Sieg von Unfall überschattet

Mass war damals erst der zweite deutsche Grand-Prix-Sieger nach Wolfgang Graf Berghe von Trips. «Das ist so, als ob man ein Tor in seiner Länderspielkarriere geschossen hat», meinte Mass, der 1989 auch den Langstreckenklassiker von Le Mans gewann. Mass erlebte 1973 zunächst einen kurzen Einstand in der Formel 1. In seinem Surtees schied er nach einer Massenkollision bereits in der ersten Runde aus.

Auch sein einziger Sieg in der Königsklasse war überschattet von einem schweren Unfall. Auf dem Stadtkurs von Montjuic in Barcelona kam Rolf Stommelen im April 1975 mit seinem Hill von der Strecke ab und schoss in die Zuschauermenge, mehrere Menschen starben. Es war eine hochgefährliche Zeit im Motorsport.

Der Tod von Gilles Villeneuve hat bei Mass Spuren hinterlassen. Der Kanadier starb im Mai 1982 bei einem Horrorunfall im belgischen Zolder. Der vorausfahrende March-Pilot Mass wollte Villeneuve Platz machen, wählte jedoch jene Spur, auf der sein Rivale vorbeiziehen wollte. Villeneuve fuhr auf, überschlug sich mit seinem Ferrari und wurde folgenschwer aus seinem Wagen geschleudert.

Frieden in der Geschwindigkeit

«Ich wusste, ich bin nicht wirklich schuld, weil er ein übertriebenes Risiko eingegangen ist», sagte Mass. «Diese schlimme Erinnerung vergeht aber nicht mehr.» Die Kollision mit Villeneuve ist einer der Gründe, warum Mass kurz darauf aus der Formel 1 ausstieg.

Trotz seines Hochgeschwindigkeitslebens wusste Mass die Muße stets zu schätzen. «Ich konnte Ruhe und Stille immer schon genießen, das war ein absolutes Muss», sagte er. Das Cockpit war stets wie ein ganz eigener Raum. «Ich habe soviel Frieden in der Geschwindigkeit gefunden, etwas was ich nie in der Stille gefunden habe», zitierte er einen englischen Sinnspruch.
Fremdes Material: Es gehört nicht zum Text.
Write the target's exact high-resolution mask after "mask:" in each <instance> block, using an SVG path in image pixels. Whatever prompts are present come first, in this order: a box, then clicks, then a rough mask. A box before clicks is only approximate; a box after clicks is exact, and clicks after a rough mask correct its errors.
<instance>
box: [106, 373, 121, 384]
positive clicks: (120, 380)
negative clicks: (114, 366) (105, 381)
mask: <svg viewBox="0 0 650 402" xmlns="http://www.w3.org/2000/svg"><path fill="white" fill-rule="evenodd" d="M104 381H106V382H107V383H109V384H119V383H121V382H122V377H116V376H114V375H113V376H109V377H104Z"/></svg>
Mass war eigentlich in die See verliebt gewesen. Als junger Mann wollte er ursprünglich Kapitän werden. «Schiffe geben mir viel, sie haben Seele», erzählte er. Mass, dessen Großvater Kapitän war, arbeitete sogar in jungen Jahren als Seemann bei der Handelsmarine. «Ich hatte aber eine überzogene Vorstellung von der Seefahrt», räumte er ein. Sein ältester Sohn ist heute Kapitän auf einem Segler.
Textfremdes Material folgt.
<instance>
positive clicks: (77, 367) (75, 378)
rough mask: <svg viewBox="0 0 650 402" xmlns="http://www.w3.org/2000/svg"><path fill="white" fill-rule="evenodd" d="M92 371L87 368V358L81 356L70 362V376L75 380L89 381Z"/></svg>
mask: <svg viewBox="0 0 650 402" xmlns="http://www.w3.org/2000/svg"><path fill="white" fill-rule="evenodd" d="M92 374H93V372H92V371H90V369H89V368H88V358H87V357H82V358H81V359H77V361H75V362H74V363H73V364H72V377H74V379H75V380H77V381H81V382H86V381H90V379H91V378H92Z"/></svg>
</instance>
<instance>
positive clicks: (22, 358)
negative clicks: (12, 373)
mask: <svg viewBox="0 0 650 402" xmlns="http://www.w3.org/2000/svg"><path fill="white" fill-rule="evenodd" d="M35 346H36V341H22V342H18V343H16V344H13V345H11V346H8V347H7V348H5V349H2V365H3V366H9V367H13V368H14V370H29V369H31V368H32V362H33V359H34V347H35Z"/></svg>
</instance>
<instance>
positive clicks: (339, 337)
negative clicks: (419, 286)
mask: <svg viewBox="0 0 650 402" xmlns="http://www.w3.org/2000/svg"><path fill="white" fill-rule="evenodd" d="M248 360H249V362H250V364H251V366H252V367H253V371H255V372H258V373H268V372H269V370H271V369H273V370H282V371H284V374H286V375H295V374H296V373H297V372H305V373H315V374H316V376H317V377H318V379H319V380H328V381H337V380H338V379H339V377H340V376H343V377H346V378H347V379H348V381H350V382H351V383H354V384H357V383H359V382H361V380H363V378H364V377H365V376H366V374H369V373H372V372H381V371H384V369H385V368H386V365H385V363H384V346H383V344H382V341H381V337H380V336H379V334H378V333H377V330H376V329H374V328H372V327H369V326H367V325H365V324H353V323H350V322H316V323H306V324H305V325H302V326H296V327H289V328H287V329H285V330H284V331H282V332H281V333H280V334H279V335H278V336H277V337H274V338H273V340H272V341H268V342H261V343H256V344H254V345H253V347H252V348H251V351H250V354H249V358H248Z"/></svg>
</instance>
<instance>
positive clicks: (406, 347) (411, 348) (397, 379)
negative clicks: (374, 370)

Die Motorsport-Karriere von Mass nahm mit einer Mechaniker-Lehre ihren Lauf. Noch heute fährt Mass, der in der Nähe von Grasse in Frankreich lebt, Oldtimer- und Klassikerrennen. Die Familie ist für ihn das wichtigste. Mass ist Vater zweier Töchter sowie zweier Söhne und vierfacher Großvater. «Sie leben alle auf der Welt verstreut», sagte Mass über Kinder und Enkel, «ich sehe sie zu selten.»